On the other hand, while a continuous $\ell$-adic Galois representation of $G_{\mathbb Q_p}$ (with $\ell \neq p$ of course) must have finite image on wild inertia, it can have infinite image on tame inertia. The formalism
of Weil--Deligne representations extracts out this possibly infinite image, and encodes it as a nilpotent operator (something that is algebraic, and doesn't refer to the $\ell$-adic topology,
and hence has a chance to be independent of $\ell$).
As for (2): Representations of the Weil group are essentially the same thing as representations
of $G_{\mathbb Q}$ which, when restricted to some open subgroup, become abelian. Thus
(as one example) if $E$ is an elliptic curve over $\mathbb Q$ that is not CM, its $\ell$-adic Tate module cannot be explained by a representation of the Weil group (or any simple modification thereof). Thus neither can the weight 2 modular form to which it corresponds.
In summary: the difference between the global and local situations is that an $\ell$-adic representation of $G_{\mathbb Q_p}$ (or of $G_E$ for any $p$-adic local field) becomes, after
a finite base-change to kill off the action of wild inertia, a tamely ramified representation,
which can then be described by two matrices, the image of a lift of Frobenius and the image of a generator of tame inertia, satisfying a simple commutation relation.
On the other hand, global Galois representations arising from $\ell$-adic cohomology of varieties over number fields are much more profoundly non-abelian.
Added: Let me also address the question about a product of $W_{F_v}'$. Again, it is simplest to think in terms of Galois representations (which roughly correspond to motives,
which, one hopes, roughly correspond to automorphic forms).
So one can reinterpret the question as asking: is giving a representation of $G_F$ (for a number field $F$) the same as giving representations of each $G_{F_v}$ (as $v$ ranges over the places of $F$). Certainly, by Cebotarev, the restriction of the global representation
to the local Galois groups will determine it; but it will overdetermine it; so giving a collection of local representations, it is unlikely that they will combine into a global one. ($G_F$ is very far from being the free product of the $G_{F_v}$, as Cebotarev shows.)

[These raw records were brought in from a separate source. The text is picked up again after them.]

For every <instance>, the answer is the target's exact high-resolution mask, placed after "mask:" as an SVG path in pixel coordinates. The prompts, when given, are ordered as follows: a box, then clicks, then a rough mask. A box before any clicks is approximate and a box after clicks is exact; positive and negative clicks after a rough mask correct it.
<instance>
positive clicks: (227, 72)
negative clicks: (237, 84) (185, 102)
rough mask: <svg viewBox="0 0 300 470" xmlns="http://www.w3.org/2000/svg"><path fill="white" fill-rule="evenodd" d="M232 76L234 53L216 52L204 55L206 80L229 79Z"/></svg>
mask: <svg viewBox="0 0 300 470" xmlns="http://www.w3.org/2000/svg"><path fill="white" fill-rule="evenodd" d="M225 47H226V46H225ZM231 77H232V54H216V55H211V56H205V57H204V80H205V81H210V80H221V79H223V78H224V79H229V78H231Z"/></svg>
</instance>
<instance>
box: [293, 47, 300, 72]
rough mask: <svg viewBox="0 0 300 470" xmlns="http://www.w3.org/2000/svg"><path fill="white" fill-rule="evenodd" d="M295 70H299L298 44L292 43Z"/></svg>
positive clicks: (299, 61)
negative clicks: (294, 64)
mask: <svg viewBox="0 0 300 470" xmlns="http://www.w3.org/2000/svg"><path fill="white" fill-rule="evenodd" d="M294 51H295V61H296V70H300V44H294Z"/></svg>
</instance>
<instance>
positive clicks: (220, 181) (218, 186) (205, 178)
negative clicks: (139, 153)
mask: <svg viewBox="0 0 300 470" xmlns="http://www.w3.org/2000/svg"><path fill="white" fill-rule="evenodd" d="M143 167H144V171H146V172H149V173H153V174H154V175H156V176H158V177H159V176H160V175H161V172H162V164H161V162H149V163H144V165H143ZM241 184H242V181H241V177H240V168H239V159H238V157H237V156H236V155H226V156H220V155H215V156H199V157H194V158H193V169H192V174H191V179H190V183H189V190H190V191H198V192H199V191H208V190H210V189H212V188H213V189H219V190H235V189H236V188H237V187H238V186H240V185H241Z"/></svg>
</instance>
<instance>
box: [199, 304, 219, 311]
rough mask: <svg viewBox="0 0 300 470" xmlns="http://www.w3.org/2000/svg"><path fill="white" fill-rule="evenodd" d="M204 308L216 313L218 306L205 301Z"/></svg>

To say something on the automorphic side, imagine writing down a random degree 2 Euler product. You can match this with a formal $q$-expansion, which will be a Hecke eigenform, by taking Mellin transforms,
and with a representation of $GL_2(\mathbb A_F)$, by writing down a corresponding tensor product of unramified representations of the various $G_{F_v}$. But what chance is there
that this object is an automorphic representation? What chance is there that your random formal Hecke eigenform is actually a modular form? What chance is there that your random Euler product is actually an automorphic $L$-function? Basically none.
You have left out some vital global glue, the same glue which describes the interrelations of all the $G_{F_v}$ inside $G_F$. Teasing out the nature of this glue is at the heart of proving the conjectured relationship between automorphic forms and motives; its mysterious nature is what makes the theories of automorphic forms, and of Galois representations, so challenging.